The IOC Member States comprise Eswatini, Lesotho, Namibia, Botswana, and the Republic of South Africa.
The meetings are held twice annually on a rotational basis in the territories of the five member countries.
The Eswatini Financial Times has reliably established that the local fuel retailers were at pains expressing their grave concerns regarding the granting of licences for new filling stations willy-nilly disregarding competition. This publication understands that the retailers’ argument is that licences are granted to new filling stations without considering the distance they are supposed to be apart from the existing ones.
The retailers have observed that as more filling stations open, both the new and the old ones will struggle to generate revenue and that could compel them to trim their labour force to make up for the high operational costs.
Another issue raised by the fuel retailers is that they were unhappy that the Ministry of Natural Resources and Energy approved that the Eswatini Energy Regulatory Authority (ESERA) should make them pay an E10 000 for a filling station licence.

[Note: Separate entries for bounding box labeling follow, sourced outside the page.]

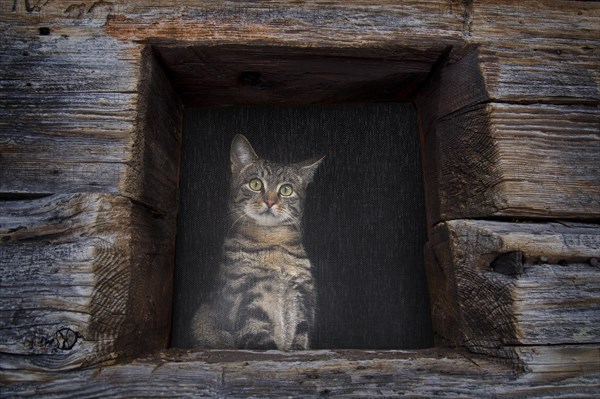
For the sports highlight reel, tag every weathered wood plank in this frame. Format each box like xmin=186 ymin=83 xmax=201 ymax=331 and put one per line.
xmin=421 ymin=100 xmax=600 ymax=225
xmin=0 ymin=194 xmax=174 ymax=370
xmin=468 ymin=1 xmax=600 ymax=104
xmin=4 ymin=350 xmax=600 ymax=398
xmin=0 ymin=28 xmax=182 ymax=214
xmin=107 ymin=1 xmax=600 ymax=104
xmin=427 ymin=220 xmax=600 ymax=369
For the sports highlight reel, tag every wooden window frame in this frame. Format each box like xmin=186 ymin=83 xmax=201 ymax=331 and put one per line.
xmin=0 ymin=2 xmax=600 ymax=396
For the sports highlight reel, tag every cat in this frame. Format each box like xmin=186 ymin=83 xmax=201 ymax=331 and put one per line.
xmin=192 ymin=134 xmax=324 ymax=351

Over and above the E10 000 licence fee, the retailers reportedly questioned the government why ESERA takes E0.02 cents a litre from the retailer margin which is the annual fee for a fuel retail licence. The Eswatini Financial Times has learnt that the fee, is payable in advance based on future predictions of fuel sales for the following 12 months.
As if that was not enough, the retailers voiced out that they are faced with the challenge of high bank charges.
They said for every one litre of fuel sold and paid in cash, about 20 cents goes to bank cash deposit fees and if paid by card, approximately E0.24 cents goes to merchant commission.
Still, on the high operating costs, the retailers decried that they still had to attend to high-cost insurance commitments while at the same time they were expected to pay staff wages and the VAT which now has to be paid on electricity for businesses.
The IOC provides an opportunity for the Member States to interact and update themselves on the latest developments in the petroleum sector regionally and internationally.
It allows them to devise strategies for ensuring that the sector is well regulated with a reliable adequate supply of petroleum products.
The SACU Governments are currently looking into petroleum policy formulation that will guarantee the affordability of the fuel products which include fuel pricing methodologies as well developments of profit margins for the oil industry.
Speaking on the first day of the seminar, acting Minister of Natural Resources and Energy Jabulani Mabuza emphasized the need for strategies and interventions that will ensure the security of fuel supply in the respective countries which will benefit the region holistically.
“Where possible look into synergies in the petroleum supply value chain. Africa is home to five of the top 30 oil-producing countries in the world and several top gas-producing nations hence member states must take advantage of Africa’s precious resources in the long term to meet the required fuel demand,” Mabuza said.